A Resource for Wisconsin Voters

Voting Guide

Read our voting guide: in English | in Spanish | in Hmong


Getting Started

So you want to vote in Wisconsin? Great! Here’s how: 

You are eligible to vote if you:

  • Will be 18 years old by Election Day,
  • Are a U.S. citizen, and
  • Have resided in Wisconsin for at least 28 days before the election you’re planning to vote in.

You cannot vote in Wisconsin if you:

  • Have been convicted of a felony and are currently “on paper.” You can vote again once your sentence is fully completed (including finishing probation or parole),
  • Have been declared mentally incapable to vote by a judge, or
  • Have cast a bet or wager on the election.

What does it mean to Reside in Wisconsin? 

Residing in Wisconsin means you’ve lived in the state for at least 28 days, and you currently intend to remain here.

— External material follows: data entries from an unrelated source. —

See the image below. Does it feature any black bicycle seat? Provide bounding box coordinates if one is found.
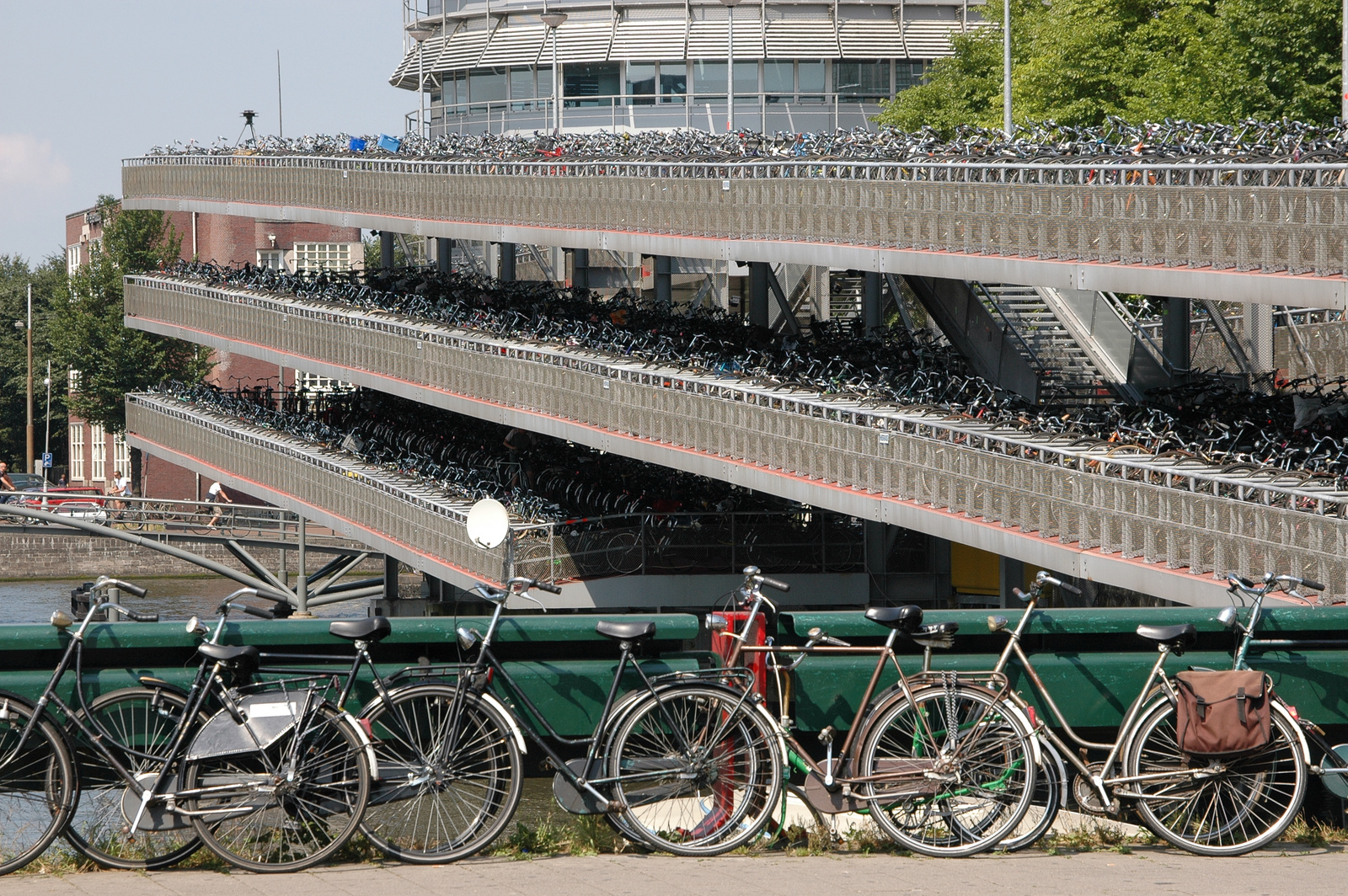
[865,604,922,635]
[595,620,655,642]
[1137,622,1198,651]
[328,616,393,642]
[197,644,259,669]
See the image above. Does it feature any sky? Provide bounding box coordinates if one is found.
[0,0,416,263]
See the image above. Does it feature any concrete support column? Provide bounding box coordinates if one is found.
[748,261,773,328]
[998,557,1024,606]
[1161,296,1190,371]
[861,271,885,334]
[571,249,589,290]
[652,254,674,305]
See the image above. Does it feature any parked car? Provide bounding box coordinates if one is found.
[13,490,110,525]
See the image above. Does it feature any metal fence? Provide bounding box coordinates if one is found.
[123,155,1348,276]
[126,395,865,581]
[126,278,1348,595]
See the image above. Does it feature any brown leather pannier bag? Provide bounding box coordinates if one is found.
[1175,669,1272,755]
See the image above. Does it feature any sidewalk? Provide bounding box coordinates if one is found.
[0,847,1348,896]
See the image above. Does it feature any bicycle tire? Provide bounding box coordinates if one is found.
[858,683,1035,857]
[996,739,1067,853]
[184,706,371,873]
[360,685,524,864]
[0,694,79,874]
[1124,701,1308,856]
[605,685,784,856]
[63,687,206,871]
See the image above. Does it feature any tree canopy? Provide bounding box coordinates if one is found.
[879,0,1343,132]
[51,197,211,433]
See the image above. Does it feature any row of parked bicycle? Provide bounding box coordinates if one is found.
[150,116,1348,163]
[171,263,1348,488]
[0,568,1348,873]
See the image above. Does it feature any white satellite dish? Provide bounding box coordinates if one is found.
[468,497,510,550]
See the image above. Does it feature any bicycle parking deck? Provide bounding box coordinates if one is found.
[5,844,1348,896]
[126,278,1348,604]
[123,155,1348,308]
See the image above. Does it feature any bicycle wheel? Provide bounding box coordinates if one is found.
[184,706,371,872]
[65,687,206,871]
[607,685,782,856]
[1124,701,1306,856]
[998,739,1067,853]
[360,685,524,864]
[0,694,79,874]
[858,683,1035,857]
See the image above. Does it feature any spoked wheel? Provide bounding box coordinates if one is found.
[360,685,524,864]
[184,706,371,872]
[607,685,782,856]
[1124,701,1306,856]
[998,739,1067,853]
[65,687,206,871]
[858,685,1035,856]
[0,694,78,874]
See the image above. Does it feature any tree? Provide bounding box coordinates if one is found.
[0,254,66,472]
[51,197,211,436]
[879,0,1341,133]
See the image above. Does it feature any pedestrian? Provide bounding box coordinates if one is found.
[206,483,234,525]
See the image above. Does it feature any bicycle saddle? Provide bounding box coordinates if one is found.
[1137,622,1198,651]
[595,621,655,642]
[328,616,393,642]
[865,604,922,635]
[197,644,259,669]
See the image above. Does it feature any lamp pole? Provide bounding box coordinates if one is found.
[407,25,434,137]
[721,0,744,133]
[543,12,566,136]
[1002,0,1014,140]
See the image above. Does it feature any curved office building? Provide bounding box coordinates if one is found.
[389,0,984,135]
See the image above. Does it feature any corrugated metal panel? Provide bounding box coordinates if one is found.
[609,19,690,61]
[838,19,907,59]
[687,19,764,59]
[767,19,841,59]
[477,25,548,66]
[553,22,613,65]
[427,29,490,72]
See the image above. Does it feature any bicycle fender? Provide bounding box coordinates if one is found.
[341,710,379,781]
[477,691,528,756]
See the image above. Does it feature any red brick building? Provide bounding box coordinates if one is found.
[66,209,366,499]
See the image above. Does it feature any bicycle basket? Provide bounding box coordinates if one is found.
[1175,669,1272,755]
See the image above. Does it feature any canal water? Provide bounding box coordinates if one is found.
[0,577,368,624]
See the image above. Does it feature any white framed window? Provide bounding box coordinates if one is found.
[89,423,108,483]
[70,423,83,481]
[295,371,352,392]
[295,243,350,272]
[112,433,131,476]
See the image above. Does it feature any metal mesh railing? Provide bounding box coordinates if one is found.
[126,278,1348,593]
[123,155,1348,276]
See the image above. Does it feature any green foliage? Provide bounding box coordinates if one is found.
[879,0,1341,133]
[0,254,66,472]
[51,197,211,433]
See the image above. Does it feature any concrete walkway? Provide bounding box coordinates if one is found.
[0,847,1348,896]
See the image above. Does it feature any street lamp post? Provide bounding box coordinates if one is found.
[407,25,436,137]
[543,12,568,135]
[721,0,744,133]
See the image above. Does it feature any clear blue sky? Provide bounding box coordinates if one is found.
[0,0,416,261]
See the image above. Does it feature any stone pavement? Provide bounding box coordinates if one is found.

That doesn’t mean that you have to intend to live here forever, just that you’re not currently intending to move to another state. 

College Students:  

You can choose whether you want to vote at your school address or at your parents’ address (just not both, of course). 

And if you’re going to school here, why wouldn’t you want to vote here? State and local officials in Wisconsin will be making the rules that affect your education and day-to-day lives at school! Don’t you think you should have a say in all that?

If you’ve been convicted of a crime: 

You are only disqualified from voting if you’ve been convicted of a felony and are still serving a sentence, whether that’s incarceration, parole, or probation. If you’re “on paper,” you cannot vote. Once you’re “off paper,” you are eligible to vote (unless your conviction was for treason or bribery). You do not need to do anything to restore your right to vote – you automatically have the right to vote as soon as you’re off paper. 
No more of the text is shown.